Built-in Functions: Work-Item Functions

Please provide a built-in function that provides the preferred work group multiple from within a kernel, similar to get_global_size(0), get_local_size(0), etc.

The only work around I see right now requires querying CL_DEVICE_PREFERRED_WORK_GROUP_MULTIPLE and pass the value to a kernel using a preprocessor option before building the program from source.

Sean, what can you do with that information inside the kernel? Once an NDRange has been enqueued and a kernel is executing, it has a fixed work-group size and querying the preferred size cannot make a difference.

The example that came to mind was a parallel reduction. If the work group size and preferred work group multiple are passed as preprocessor options then the loops can be fully unrolled and improve performance. The preferred work group multiple still seems important inside the kernel because you can potentially take advantage of the SIMD nature of running in lock step within a wavefront, so those unnecessary barriers can be removed and improve performance too. Here’s a code snippet of what I had in mind.

#if !defined(WORK_GROUP_SIZE) || !defined(PREFERRED_WORK_GROUP_MULTIPLE)
for (size_t i = local_size; i >= local_multiple; i =>> 1)
#else
#pragma unroll
for (size_t i = WORK_GROUP_SIZE; i >= PREFERRED_WORK_GROUP_MULTIPLE; i =>> 1)
#endif
{ ; // reduction with a barrier to sync multiple wavefronts }

#if !defined(WORK_GROUP_SIZE) || !defined(PREFERRED_WORK_GROUP_MULTIPLE)
for (size_t i = local_multiple >> 1; i >= 1; i =>> 1)
#else
#pragma unroll
for (size_t i = PREFERRED_WORK_GROUP_MULTIPLE >> 1; i >= 1; i =>> 1)
#endif
{ ; // reduction without a barrier, only one wavefront }

Okay, I understand your use case and it does have some appeal. The issue I see is that your code at least is making one big assumption: that you can skip the barrier when you reach the work-group-size-multiple boundary. That is only true in certain hardware and if the returned value of work-group-size-multiple boundary is exactly one warp.

We would need to take a step back and see whether something like this can be exposed in a more hardware-agnostic way.

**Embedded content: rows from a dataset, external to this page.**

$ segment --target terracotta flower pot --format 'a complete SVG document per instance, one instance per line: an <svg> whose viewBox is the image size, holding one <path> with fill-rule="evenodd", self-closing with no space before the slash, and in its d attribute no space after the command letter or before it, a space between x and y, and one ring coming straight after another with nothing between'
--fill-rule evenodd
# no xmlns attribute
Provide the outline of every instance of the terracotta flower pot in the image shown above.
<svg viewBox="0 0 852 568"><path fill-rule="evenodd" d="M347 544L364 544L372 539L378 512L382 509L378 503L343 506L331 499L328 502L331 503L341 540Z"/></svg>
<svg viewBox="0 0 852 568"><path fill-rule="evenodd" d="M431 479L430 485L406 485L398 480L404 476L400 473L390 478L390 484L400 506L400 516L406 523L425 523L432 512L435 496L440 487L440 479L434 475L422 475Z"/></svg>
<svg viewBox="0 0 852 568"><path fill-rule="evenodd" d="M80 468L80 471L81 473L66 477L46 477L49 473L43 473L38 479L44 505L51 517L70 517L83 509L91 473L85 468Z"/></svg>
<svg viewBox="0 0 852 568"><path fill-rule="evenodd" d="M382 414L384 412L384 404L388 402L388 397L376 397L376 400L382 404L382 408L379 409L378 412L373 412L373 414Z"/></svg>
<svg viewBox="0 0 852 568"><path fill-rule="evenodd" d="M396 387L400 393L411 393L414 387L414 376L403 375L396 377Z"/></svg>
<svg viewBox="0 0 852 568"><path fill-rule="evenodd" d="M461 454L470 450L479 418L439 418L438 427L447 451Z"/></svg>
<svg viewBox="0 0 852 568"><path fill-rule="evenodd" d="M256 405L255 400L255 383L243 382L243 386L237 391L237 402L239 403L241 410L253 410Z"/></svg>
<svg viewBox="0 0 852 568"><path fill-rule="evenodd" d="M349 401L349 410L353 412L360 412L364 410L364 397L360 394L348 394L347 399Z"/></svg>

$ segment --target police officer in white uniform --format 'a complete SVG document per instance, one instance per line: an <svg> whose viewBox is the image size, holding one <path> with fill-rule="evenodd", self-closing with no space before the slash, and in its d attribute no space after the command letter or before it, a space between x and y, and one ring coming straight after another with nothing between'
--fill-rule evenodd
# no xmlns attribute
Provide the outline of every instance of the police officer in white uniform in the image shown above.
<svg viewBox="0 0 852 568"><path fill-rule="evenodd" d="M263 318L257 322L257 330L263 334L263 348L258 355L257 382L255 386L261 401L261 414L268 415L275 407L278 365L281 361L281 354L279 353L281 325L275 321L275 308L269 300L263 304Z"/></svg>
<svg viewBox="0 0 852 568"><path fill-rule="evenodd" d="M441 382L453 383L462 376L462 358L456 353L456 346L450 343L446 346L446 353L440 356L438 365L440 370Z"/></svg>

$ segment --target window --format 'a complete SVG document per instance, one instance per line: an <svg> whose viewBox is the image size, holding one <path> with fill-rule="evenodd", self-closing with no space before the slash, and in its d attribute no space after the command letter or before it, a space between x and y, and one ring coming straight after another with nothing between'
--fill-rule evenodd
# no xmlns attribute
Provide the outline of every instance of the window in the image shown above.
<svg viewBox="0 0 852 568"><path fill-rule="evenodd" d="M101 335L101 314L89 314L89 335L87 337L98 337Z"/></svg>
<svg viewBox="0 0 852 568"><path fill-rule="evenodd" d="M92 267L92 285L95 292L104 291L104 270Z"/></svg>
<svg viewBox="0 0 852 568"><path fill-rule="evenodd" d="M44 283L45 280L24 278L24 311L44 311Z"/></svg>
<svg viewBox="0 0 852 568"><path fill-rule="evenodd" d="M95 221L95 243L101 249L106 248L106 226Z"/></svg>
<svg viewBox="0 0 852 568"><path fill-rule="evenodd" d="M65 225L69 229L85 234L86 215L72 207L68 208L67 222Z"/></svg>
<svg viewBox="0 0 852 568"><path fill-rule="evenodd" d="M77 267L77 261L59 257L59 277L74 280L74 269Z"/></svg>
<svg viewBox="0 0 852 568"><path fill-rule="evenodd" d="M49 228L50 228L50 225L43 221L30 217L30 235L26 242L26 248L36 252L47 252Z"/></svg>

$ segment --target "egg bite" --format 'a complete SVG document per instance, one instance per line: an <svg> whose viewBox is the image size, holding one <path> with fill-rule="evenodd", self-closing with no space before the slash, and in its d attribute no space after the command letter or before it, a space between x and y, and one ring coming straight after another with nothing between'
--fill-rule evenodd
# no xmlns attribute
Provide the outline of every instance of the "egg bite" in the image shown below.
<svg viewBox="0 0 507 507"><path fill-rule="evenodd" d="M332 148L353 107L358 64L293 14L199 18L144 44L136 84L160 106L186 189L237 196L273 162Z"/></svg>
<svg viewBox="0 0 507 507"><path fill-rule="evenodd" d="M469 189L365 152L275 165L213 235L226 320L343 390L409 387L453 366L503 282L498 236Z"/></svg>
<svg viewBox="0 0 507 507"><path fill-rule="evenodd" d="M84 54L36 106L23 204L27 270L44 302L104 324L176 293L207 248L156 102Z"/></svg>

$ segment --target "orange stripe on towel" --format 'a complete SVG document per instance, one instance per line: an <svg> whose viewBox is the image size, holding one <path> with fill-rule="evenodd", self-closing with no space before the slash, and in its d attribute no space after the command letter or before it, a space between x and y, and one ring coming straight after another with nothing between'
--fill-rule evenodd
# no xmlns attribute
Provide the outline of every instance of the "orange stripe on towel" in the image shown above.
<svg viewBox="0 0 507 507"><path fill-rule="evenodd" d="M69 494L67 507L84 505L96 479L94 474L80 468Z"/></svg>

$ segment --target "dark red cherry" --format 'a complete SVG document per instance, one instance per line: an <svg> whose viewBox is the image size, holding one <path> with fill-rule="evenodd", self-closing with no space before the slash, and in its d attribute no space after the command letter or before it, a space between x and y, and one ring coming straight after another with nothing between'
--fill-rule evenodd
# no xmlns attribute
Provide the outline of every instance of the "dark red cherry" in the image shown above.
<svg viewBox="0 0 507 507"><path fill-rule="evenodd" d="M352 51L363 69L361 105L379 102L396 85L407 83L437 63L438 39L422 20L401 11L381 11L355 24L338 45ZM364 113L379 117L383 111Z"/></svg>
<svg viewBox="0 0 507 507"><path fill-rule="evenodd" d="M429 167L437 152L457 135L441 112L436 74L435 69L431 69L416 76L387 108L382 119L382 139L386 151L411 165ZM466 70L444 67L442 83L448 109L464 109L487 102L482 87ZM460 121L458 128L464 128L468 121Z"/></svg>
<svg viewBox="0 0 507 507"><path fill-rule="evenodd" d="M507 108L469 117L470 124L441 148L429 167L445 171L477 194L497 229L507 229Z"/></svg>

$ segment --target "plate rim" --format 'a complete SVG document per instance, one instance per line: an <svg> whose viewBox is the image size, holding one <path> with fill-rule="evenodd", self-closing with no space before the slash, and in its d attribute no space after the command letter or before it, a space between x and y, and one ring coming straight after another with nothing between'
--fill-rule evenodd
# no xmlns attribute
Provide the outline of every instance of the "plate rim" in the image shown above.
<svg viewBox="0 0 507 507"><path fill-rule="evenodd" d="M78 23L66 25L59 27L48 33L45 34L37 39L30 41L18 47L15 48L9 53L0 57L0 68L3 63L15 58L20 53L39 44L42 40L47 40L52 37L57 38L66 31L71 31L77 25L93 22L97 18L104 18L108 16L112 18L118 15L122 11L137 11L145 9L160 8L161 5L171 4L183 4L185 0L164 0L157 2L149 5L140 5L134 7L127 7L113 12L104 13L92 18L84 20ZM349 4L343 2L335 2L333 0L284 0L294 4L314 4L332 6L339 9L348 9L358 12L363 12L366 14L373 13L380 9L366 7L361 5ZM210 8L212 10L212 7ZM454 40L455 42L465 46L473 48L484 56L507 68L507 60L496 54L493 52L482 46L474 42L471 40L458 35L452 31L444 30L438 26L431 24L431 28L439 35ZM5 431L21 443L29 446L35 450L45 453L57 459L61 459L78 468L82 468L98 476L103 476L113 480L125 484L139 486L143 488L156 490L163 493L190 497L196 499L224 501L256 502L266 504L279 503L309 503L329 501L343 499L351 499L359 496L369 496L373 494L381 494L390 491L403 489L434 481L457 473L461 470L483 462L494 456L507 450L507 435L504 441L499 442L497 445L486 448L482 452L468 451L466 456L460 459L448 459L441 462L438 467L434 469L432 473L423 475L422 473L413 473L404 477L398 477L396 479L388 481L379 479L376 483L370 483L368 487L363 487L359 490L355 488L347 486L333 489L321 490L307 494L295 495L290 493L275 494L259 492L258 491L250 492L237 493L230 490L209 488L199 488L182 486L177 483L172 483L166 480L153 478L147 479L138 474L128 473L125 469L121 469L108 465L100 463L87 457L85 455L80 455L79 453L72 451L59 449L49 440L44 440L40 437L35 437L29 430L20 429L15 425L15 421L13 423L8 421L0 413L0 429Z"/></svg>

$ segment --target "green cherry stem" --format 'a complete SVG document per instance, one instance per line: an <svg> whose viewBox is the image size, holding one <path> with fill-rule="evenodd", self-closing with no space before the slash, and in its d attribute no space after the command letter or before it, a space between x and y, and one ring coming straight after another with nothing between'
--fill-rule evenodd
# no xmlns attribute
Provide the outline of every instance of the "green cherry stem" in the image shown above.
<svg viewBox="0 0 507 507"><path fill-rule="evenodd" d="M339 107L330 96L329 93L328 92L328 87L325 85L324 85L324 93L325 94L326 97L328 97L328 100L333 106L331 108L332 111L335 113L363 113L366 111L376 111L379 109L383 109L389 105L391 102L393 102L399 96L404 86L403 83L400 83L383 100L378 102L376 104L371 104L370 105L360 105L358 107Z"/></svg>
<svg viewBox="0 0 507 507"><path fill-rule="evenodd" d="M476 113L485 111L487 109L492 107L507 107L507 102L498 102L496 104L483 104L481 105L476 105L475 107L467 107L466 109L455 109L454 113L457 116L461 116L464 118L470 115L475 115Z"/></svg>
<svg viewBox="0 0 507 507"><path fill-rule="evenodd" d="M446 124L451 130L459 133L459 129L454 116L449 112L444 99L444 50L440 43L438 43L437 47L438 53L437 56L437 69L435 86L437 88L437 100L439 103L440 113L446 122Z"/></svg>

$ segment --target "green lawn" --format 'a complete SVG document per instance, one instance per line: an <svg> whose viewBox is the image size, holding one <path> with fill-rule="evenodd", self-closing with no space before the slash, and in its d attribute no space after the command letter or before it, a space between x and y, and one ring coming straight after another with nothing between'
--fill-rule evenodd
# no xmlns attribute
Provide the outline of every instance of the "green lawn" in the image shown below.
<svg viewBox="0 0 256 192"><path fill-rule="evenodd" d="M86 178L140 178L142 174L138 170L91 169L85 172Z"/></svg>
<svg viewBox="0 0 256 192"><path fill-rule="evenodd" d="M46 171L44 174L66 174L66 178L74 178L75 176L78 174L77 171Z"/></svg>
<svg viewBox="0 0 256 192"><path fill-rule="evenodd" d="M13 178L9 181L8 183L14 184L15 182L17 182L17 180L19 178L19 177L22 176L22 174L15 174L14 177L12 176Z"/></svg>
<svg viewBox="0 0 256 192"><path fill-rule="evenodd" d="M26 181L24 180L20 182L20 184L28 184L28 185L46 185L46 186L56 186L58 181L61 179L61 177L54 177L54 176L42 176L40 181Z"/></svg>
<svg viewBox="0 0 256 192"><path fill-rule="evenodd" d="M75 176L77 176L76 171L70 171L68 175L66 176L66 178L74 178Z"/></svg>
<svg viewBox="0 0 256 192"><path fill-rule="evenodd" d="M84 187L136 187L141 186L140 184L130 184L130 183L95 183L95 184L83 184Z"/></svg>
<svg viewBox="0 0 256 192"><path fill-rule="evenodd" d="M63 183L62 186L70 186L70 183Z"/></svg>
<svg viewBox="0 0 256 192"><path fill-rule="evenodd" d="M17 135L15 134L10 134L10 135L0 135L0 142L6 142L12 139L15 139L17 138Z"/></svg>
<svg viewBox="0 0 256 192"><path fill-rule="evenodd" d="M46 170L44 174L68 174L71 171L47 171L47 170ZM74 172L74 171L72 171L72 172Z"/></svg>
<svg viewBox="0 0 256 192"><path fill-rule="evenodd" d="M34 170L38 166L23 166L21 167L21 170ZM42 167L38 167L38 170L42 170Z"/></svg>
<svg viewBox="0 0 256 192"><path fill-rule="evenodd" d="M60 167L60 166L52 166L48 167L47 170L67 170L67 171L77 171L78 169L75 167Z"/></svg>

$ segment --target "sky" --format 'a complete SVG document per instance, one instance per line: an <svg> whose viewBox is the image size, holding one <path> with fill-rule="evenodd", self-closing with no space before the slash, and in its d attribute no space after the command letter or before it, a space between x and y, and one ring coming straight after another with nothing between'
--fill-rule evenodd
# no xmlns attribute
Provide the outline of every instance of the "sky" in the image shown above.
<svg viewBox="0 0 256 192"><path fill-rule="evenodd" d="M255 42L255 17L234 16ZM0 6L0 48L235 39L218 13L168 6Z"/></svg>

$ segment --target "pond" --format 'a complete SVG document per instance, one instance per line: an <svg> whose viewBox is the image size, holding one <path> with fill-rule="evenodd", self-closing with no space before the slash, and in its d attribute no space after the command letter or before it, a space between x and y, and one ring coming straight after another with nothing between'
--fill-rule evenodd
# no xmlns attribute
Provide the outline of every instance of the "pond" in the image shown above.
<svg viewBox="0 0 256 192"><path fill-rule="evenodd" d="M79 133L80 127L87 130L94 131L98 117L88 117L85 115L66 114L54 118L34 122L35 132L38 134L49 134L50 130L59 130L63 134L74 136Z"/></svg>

I’ll forward this to the committee to see what they think.

Hi David,

Do you happen to have any feedback from the committee on this suggested function?

I could get in trouble if I share what the committee has discussed. Let’s say that it didn’t make it to CL 1.2. :slight_smile:

I’ll ask the spec editor if he wants to make an official comment.

Thanks David, and I definitely don’t want to get you into any trouble.

CL_KERNEL_WORK_GROUP_SIZE_MULTIPLE is supposed to be a performance hint to make sure that the local workgroup size specified to clEnqueueNDRangeKernel is a multiple of this value.

To do what you are suggesting, the definition of CL_KERNEL_WORK_GROUP_SIZE_MULTIPLE will need to be extended to state that this now refers to the SIMD or SIMT execution size. If we did this, then it is correct that the barrier become a NOP. Another option would be to add a new query to indicate the device’s SIMD execution size will have to be added

I don’t believe this specific modification to CL_KERNEL_WORK_GROUP_SIZE_MULTIPLE was discussed by the working group. I’ll bring this up to the group for discussion.